The nanostructure of the surface determines its stiction to a large extent: the details of the contact between the surface and another object (for example, a drop of liquid) depend on the geometry of its atoms and other properties. This in turn is crucial for adhesion, stiction and wetting. The relationship between stiction and wetting, however, is so far only poorly understood.
“Just as the material graphene consists of only one layer of carbon atoms, our boron nitride—which contains as many boron as nitrogen atoms—has a thickness of only one atomic layer,” explains Thomas Greber from the Physics Institute at the University of Zürich. This ultrathin layer can be grown on a rhodium single crystal.
The atoms on the rhodium surface and in the boron nitride form a hexagonal pattern, but the distances between the atoms in the two materials are different. Thirteen atoms in boron nitride take the same space as twelve rhodium atoms, so that the two crystals do not fit together perfectly.
Because of this mismatch, the boron nitride hexagons must bend, they appear as a frozen wave with a wavelength of 3.2nm and a height of about 0.1nm.
“Precisely this two-dimensional nanowave influences the wetting of the surface by water,” says Stijn Mertens. In any case, the boron nitride superstructure can be made flat with a simple trick: by putting the material in acid and applying an electrical voltage, hydrogen atoms creep under the boron nitride layer and change the bond between nitrogen and rhodium.
This makes the boron nitride flat. Suddenly the adhesion of a water drop on the surface changes dramatically – even though the drop is 100’000 times bigger than the tiny waves in the boron nitride. If the voltage is decreased, this effect is reversed: “We can switch the surface again and again between these two states,” explains Stijn Mertens.
To investigate the wetting of the surface and apply the voltage at the same time, an instrument was built specially for this purpose, in which a liquid drop is brought on the surface through a very thin glass tube. The drop is made bigger and smaller while at the same time its shape is recorded. Whether the drop shape is flat or more rounded depends on the properties of the surface.
Concepts to switch the wetting of a surface forth and back have been around for a while. For example, organic molecules that change their shape with light of a certain colour can be attached to the surface.
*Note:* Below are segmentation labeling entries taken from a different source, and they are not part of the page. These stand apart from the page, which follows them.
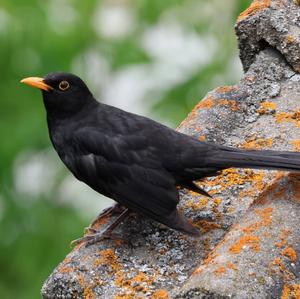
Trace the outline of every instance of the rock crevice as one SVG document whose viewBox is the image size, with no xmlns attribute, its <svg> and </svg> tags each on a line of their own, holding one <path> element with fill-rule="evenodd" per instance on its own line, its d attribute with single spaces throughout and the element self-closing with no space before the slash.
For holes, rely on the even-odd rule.
<svg viewBox="0 0 300 299">
<path fill-rule="evenodd" d="M 178 130 L 247 149 L 300 150 L 298 30 L 294 1 L 254 1 L 236 25 L 244 77 L 209 92 Z M 43 298 L 299 298 L 299 175 L 228 169 L 197 183 L 213 199 L 181 190 L 180 209 L 200 238 L 131 216 L 118 228 L 123 240 L 75 247 Z"/>
</svg>

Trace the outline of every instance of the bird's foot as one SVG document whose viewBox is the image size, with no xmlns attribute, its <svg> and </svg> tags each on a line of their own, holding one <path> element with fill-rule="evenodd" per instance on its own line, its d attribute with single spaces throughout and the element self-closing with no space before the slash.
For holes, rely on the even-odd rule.
<svg viewBox="0 0 300 299">
<path fill-rule="evenodd" d="M 119 203 L 116 203 L 106 209 L 104 209 L 97 218 L 91 223 L 91 225 L 87 228 L 85 228 L 85 232 L 93 232 L 94 228 L 93 226 L 97 223 L 101 222 L 105 217 L 107 216 L 113 216 L 116 214 L 122 214 L 126 208 L 121 206 Z"/>
<path fill-rule="evenodd" d="M 120 239 L 120 237 L 116 236 L 112 232 L 127 217 L 128 214 L 128 209 L 123 210 L 121 215 L 119 215 L 117 219 L 115 219 L 107 228 L 105 228 L 102 231 L 98 231 L 91 227 L 86 228 L 86 231 L 88 231 L 89 234 L 85 235 L 82 238 L 72 241 L 71 246 L 78 245 L 81 243 L 85 243 L 86 246 L 89 246 L 105 239 Z"/>
</svg>

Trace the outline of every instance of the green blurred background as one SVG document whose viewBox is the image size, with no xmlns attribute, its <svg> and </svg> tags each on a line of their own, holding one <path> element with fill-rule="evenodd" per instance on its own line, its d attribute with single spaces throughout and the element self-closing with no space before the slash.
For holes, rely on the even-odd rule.
<svg viewBox="0 0 300 299">
<path fill-rule="evenodd" d="M 250 0 L 0 1 L 0 297 L 40 298 L 70 241 L 108 200 L 50 146 L 28 76 L 69 71 L 103 102 L 176 127 L 241 76 L 234 23 Z"/>
</svg>

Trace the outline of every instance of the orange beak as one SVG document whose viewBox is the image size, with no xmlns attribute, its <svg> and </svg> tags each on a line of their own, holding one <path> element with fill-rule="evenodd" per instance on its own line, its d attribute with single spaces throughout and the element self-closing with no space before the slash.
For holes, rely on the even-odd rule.
<svg viewBox="0 0 300 299">
<path fill-rule="evenodd" d="M 46 91 L 50 91 L 53 90 L 53 87 L 51 87 L 50 85 L 47 85 L 44 82 L 43 78 L 39 78 L 39 77 L 29 77 L 29 78 L 25 78 L 21 80 L 21 83 L 25 83 L 29 86 L 35 87 L 35 88 L 39 88 L 42 90 L 46 90 Z"/>
</svg>

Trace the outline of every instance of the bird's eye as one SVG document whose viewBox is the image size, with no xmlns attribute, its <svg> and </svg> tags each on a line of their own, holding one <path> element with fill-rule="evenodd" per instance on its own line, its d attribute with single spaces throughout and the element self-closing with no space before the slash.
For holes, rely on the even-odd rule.
<svg viewBox="0 0 300 299">
<path fill-rule="evenodd" d="M 61 81 L 58 87 L 60 90 L 65 91 L 70 87 L 70 84 L 68 81 Z"/>
</svg>

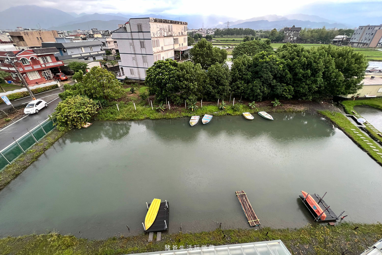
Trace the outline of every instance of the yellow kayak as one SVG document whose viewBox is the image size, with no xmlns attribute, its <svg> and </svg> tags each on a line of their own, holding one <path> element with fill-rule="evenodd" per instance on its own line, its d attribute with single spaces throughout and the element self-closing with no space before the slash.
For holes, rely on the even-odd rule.
<svg viewBox="0 0 382 255">
<path fill-rule="evenodd" d="M 144 219 L 144 227 L 146 228 L 146 230 L 151 226 L 155 218 L 157 218 L 157 214 L 158 214 L 160 206 L 160 199 L 154 198 L 152 200 L 152 202 L 150 205 L 149 210 L 147 211 L 147 214 L 146 214 L 146 218 Z"/>
</svg>

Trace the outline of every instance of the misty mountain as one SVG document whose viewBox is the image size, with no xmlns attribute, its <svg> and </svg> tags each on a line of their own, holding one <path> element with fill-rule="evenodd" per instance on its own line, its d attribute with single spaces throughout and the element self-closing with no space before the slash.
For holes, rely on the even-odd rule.
<svg viewBox="0 0 382 255">
<path fill-rule="evenodd" d="M 62 26 L 52 26 L 49 29 L 53 30 L 68 30 L 71 31 L 74 29 L 80 29 L 83 30 L 88 30 L 93 28 L 97 28 L 102 30 L 110 30 L 112 31 L 118 28 L 118 24 L 125 24 L 127 19 L 123 20 L 113 19 L 105 21 L 104 20 L 91 20 L 85 22 L 76 23 L 70 25 L 65 25 Z"/>
<path fill-rule="evenodd" d="M 298 19 L 285 19 L 274 21 L 269 21 L 267 20 L 248 21 L 230 26 L 230 27 L 251 28 L 256 30 L 273 29 L 274 28 L 280 29 L 286 27 L 291 27 L 294 25 L 296 27 L 311 28 L 320 28 L 324 26 L 327 28 L 344 28 L 346 27 L 345 25 L 342 24 L 330 23 L 328 22 L 312 22 L 309 21 L 302 21 Z"/>
<path fill-rule="evenodd" d="M 36 5 L 11 7 L 0 12 L 0 29 L 16 29 L 16 27 L 47 28 L 73 19 L 73 16 L 54 8 Z"/>
</svg>

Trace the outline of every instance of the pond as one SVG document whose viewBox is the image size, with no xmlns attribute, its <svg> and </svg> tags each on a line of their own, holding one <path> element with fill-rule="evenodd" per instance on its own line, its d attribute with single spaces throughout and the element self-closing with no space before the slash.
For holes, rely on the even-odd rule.
<svg viewBox="0 0 382 255">
<path fill-rule="evenodd" d="M 262 225 L 312 222 L 300 191 L 346 220 L 382 221 L 382 169 L 328 120 L 308 113 L 95 122 L 68 132 L 0 192 L 0 237 L 55 231 L 90 238 L 142 232 L 146 202 L 167 199 L 169 231 L 248 225 L 246 193 Z M 130 228 L 128 231 L 126 225 Z"/>
<path fill-rule="evenodd" d="M 366 106 L 356 106 L 354 110 L 379 130 L 382 131 L 382 111 L 374 107 Z"/>
</svg>

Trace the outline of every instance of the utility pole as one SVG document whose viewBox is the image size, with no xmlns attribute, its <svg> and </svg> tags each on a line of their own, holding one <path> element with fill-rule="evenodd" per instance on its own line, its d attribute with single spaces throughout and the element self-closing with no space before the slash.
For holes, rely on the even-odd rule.
<svg viewBox="0 0 382 255">
<path fill-rule="evenodd" d="M 9 56 L 6 53 L 5 55 L 6 56 L 7 58 L 8 59 L 8 61 L 7 62 L 9 62 L 10 63 L 11 65 L 13 67 L 13 68 L 15 68 L 15 70 L 16 70 L 16 74 L 17 75 L 17 76 L 18 77 L 19 79 L 20 79 L 20 80 L 22 81 L 23 83 L 24 83 L 24 86 L 25 86 L 25 88 L 26 88 L 26 90 L 28 91 L 28 92 L 29 93 L 29 95 L 31 96 L 31 97 L 32 97 L 32 100 L 36 100 L 36 97 L 34 96 L 34 95 L 33 94 L 32 91 L 31 91 L 31 89 L 29 88 L 29 86 L 28 86 L 28 83 L 26 83 L 26 81 L 25 81 L 25 80 L 24 80 L 24 77 L 23 77 L 23 75 L 22 75 L 20 73 L 20 72 L 19 71 L 19 69 L 15 64 L 15 62 L 11 60 L 11 58 L 9 57 Z"/>
</svg>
However, such molecules are much more complex and fragile than the materials studied here.
“Our surface consists of only a single layer of atoms, is completely inorganic and does not change even if we heat it in vacuum to 1,000°C,” agree Stijn Mertens and Thomas Greber. “This means that this material could also be used for applications where organic molecules would long be destroyed, ranging from daily life to space travel.”